La necesidad de paliar la dependencia del turismo fue abordada por el municipio de la ciudad incentivando en los últimos años la afluencia de estudiantes y científicos que llegan desde todo el país para trabajar principalmente alrededor de las investigaciones médicas, espaciales y nucleares desarrolladas por INVAP (Investigaciones Aplicadas) y el Centro de Energía Atómica. La idea de convertir a Bariloche en un polo tecnológico a nivel nacional se convirtió también en un intento por sanear sus conflictos sociales. Pero el turismo también impone condiciones. La llegada de turistas que crece año a año derivó en una ampliación de la oferta a partir del armado de un corredor entre Bariloche y la Comarca Andina del Paralelo 42, que tiene a El Bolsón como ciudad medular y se amplía a las poblaciones de El Hoyo, Lago Puelo y Epuyén entre muchas otras. Aquellos que quieren experimentar los paisajes extáticos de la Patagonia alejados del trajín de la ciudad, encuentran ese escenario a una hora y media de distancia de Bariloche.
“Lo que se buscó fue complementar todo. En El Bolsón tenés muchas más actividades vinculadas a lo artesanal, desde las ferias hasta la permacultura y las medicinas alternativas”, asegura Melchor Mazzini, titular de la heladería artesanal Jauja, que tiene un pie en ambas ciudades y oficia de guía en la recorrida por El Bolsón. La ciudad se extiende en el centro de un pacífico valle como si se tratase de un caleidoscopio rural: casas con paredes rojas, amarillas y violetas que se intercalan con los cerros límpidos como telón de fondo y una inmensa feria de productos artesanales clavada en su centro.
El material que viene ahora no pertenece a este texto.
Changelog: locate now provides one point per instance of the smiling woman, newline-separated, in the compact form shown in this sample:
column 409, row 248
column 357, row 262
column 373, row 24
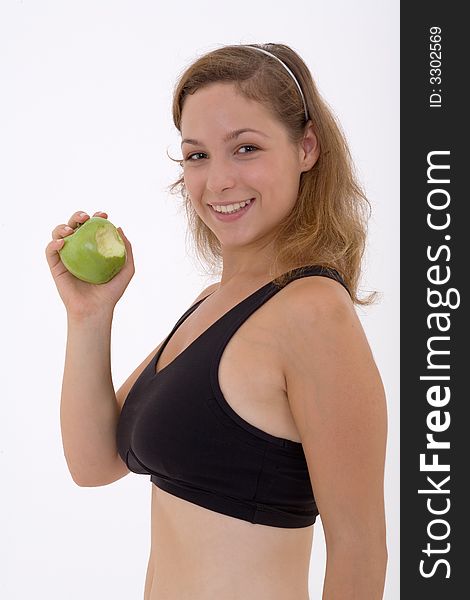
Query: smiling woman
column 263, row 408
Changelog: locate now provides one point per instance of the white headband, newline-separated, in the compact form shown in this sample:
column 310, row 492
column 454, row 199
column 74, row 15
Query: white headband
column 290, row 73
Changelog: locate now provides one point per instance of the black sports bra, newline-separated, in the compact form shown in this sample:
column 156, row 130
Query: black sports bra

Ese entramado que se convirtió en el mayor de los refugios del hipismo en la Argentina, hoy ofrece también un cuidado turismo campestre que incluye terapias holísticas, retiros en cabañas con huertas en las que cosechar el alimento del día, dietas détox y hasta el laberinto más grande de Sudamérica, ubicado en un predio de cinco hectáreas y concebido bajo los lineamientos de la Geometría Sagrada de la serie Fibonacci.
“Para salir de cualquier laberinto primero tenés que llegar hasta uno de los extremos y de ahí te vas metiendo hacia el centro”, explica Mazzini durante el recorrido. “Es una de las enseñanzas que te puede dejar este lugar. Mis viejos por ejemplo se conocieron en el Mayo Francés y armaron acá una heladería que tiene como eje la sustentabilidad y los productos locales. Esa es una de las claves, todos apostamos por lo que se produce en la región: desde la carne hasta los dulces. Es una tierra en la que todo florece. El nombre que eligieron mis viejos para la heladería simboliza un poco lo que pasa acá. Jauja significa abundancia. Después está en cada uno de nosotros aprender a cuidarla”.